Author: Krzysztof Drewniak (krzysz00)

<details>
<summary>Changes</summary>

The current arith-to-amdgpu patterns for scaling_extf and scaling_truncf don't take full advantage of the native packing ability of the intrinsics being targetted. Scaling extension takes the location of the two elements to be extended as a constant argument (byte for fp4, half for fp8), and scaling truncation takes a 32-bit input register and a byte or half to write the truncated values to.

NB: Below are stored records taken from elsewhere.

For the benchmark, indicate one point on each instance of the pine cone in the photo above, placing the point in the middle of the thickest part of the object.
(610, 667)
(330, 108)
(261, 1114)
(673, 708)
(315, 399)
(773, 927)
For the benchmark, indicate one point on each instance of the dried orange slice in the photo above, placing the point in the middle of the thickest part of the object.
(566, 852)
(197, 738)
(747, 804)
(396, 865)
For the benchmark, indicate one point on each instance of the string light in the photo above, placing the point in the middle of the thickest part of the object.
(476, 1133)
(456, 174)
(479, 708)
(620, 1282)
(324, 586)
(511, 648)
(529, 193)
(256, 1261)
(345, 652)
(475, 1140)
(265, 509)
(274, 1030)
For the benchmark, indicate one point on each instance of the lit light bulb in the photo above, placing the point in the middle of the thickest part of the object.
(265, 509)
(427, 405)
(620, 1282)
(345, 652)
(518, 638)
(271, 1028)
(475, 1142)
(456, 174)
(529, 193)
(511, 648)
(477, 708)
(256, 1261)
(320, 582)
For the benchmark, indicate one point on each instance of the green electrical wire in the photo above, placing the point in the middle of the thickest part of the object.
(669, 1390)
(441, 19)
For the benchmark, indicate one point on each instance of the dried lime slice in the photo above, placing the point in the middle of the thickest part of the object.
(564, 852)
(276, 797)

Not using these features would cause excess unneeded register pressure. This PR resolves the inefficiency.

It also adds a test for the expected usecase of extending or truncateting a block of 32 values to/from fp4 with a uniform scale to ensure that this usage has a minimal amount of vector shuffling.

---

Patch is 28.80 KiB, truncated to 20.00 KiB below, full version: https://github.com/llvm/llvm-project/pull/150342.diff


3 Files Affected:

- (modified) mlir/lib/Conversion/ArithToAMDGPU/ArithToAMDGPU.cpp (+62-38) 
- (modified) mlir/test/Conversion/ArithToAMDGPU/scaling-extf.mlir (+24-22) 
- (modified) mlir/test/Conversion/ArithToAMDGPU/scaling-truncf.mlir (+27-33)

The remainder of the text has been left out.